The movie may be called “Carol,” but the point of view belongs equally to Therese. Blanchett and Mara are good enough to expect more award nominations headed their way, and Haynes deftly balances the performances, constructing with the actors a careful pas de deux that accesses the hearts of both characters. Whether or not Carol uses her power, experience, and social status to seduce Therese, the drama clearly carves out room to examine how women in post-World War II America found themselves, regardless of sexual orientation, confined to customs determined by repressive norms.
Admirers of Haynes will find an embarrassment of riches in the lines of Carol’s stunning gray 1949 Packard Super Deluxe 8, the exterior of the Spare-Time diner, and the sight and sound of the Teddy Wilson/Billie Holiday microgroove long player featuring “Easy Living.” Anthony Lane writes of the necessity of retaining the novel’s period setting: “If Haynes had updated ‘The Price of Salt’ to the present, our response would have been: big deal. Trade your straight marriage for a same-sex relationship, these days, and you will be hailed for your emotional honesty, whereas Highsmith, steeped in crime fiction, needed the creak of danger and the hiss of social disdain.” Lane’s assertion is worth considering, even though “Carol,” with its sumptuous costumes and production design, centralizes and fetishizes the cool of the mid-twentieth century.
Over time, the novel’s open-ended and hopeful conclusion has remained one of its most frequently cited talking points. Because Highsmith resisted prevailing attitudes and expectations about the ways in which homosexual characters could or should be portrayed in fiction, interest in the book has continued (even though it was for a time out of print). Just as astonishing is the novel’s influence on Nabokov. As Terry Castle has long maintained, the tingly road trip centerpiece – a throbbing fantasy of anticipation – “must have [been] stolen” for “Lolita.”
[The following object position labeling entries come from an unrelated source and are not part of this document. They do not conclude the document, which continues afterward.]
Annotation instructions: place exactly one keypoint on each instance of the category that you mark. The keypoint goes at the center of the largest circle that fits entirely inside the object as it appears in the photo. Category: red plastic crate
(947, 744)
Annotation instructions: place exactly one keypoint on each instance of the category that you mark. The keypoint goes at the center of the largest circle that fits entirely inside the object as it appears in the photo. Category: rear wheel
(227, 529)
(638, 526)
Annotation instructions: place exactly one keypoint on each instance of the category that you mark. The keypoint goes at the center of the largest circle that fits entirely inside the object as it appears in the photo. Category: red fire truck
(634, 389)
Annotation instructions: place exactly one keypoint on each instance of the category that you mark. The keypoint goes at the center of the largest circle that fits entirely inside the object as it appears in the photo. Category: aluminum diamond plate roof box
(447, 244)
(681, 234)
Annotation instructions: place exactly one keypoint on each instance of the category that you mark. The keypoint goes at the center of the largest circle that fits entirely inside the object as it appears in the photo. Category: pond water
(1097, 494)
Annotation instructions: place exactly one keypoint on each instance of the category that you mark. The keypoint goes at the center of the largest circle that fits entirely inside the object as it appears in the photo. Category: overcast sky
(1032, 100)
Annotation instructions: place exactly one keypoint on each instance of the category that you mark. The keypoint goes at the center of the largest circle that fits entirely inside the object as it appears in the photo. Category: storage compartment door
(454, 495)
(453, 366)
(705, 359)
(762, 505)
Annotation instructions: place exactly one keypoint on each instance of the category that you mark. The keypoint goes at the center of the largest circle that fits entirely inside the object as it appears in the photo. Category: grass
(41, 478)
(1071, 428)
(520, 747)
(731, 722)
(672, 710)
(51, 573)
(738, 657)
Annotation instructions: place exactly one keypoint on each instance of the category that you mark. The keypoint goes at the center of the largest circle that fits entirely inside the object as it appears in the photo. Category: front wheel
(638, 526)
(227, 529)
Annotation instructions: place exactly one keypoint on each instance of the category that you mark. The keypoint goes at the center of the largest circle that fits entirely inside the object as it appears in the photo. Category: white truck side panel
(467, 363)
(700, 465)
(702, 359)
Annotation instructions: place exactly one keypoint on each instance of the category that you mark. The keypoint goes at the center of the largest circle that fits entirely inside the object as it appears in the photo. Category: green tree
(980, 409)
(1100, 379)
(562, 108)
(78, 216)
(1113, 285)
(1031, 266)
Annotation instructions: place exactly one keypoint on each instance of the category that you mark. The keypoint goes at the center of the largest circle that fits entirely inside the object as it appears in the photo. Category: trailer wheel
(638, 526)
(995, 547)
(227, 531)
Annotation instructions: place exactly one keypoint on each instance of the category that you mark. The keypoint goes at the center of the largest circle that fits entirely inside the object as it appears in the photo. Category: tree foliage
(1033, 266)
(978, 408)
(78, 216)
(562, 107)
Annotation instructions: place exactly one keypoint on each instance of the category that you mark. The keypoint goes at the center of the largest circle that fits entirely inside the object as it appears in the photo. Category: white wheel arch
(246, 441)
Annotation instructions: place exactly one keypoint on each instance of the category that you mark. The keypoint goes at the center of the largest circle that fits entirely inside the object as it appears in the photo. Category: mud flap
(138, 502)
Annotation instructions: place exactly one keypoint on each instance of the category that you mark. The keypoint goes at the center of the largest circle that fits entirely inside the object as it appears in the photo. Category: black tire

“Carol” has already emerged, deservedly so, as a critical darling, but the film is not without its minor shortcomings. In significant ways, Highsmith depicted nervous confusion and sexual heat with an edge that Haynes blunts in favor of a more tasteful and highbrow rendering of Carol and Therese’s affair. Additionally, the age and class difference between the two women merits only scant notice within the film narrative, despite providing a potentially rich vein for deeper exploration. Minor quibbles aside, however, “Carol” is an absolutely ravishing feast for the senses. Lovers of classic Hollywood glamour will swear Mr. Haynes and his crew found a functional time machine.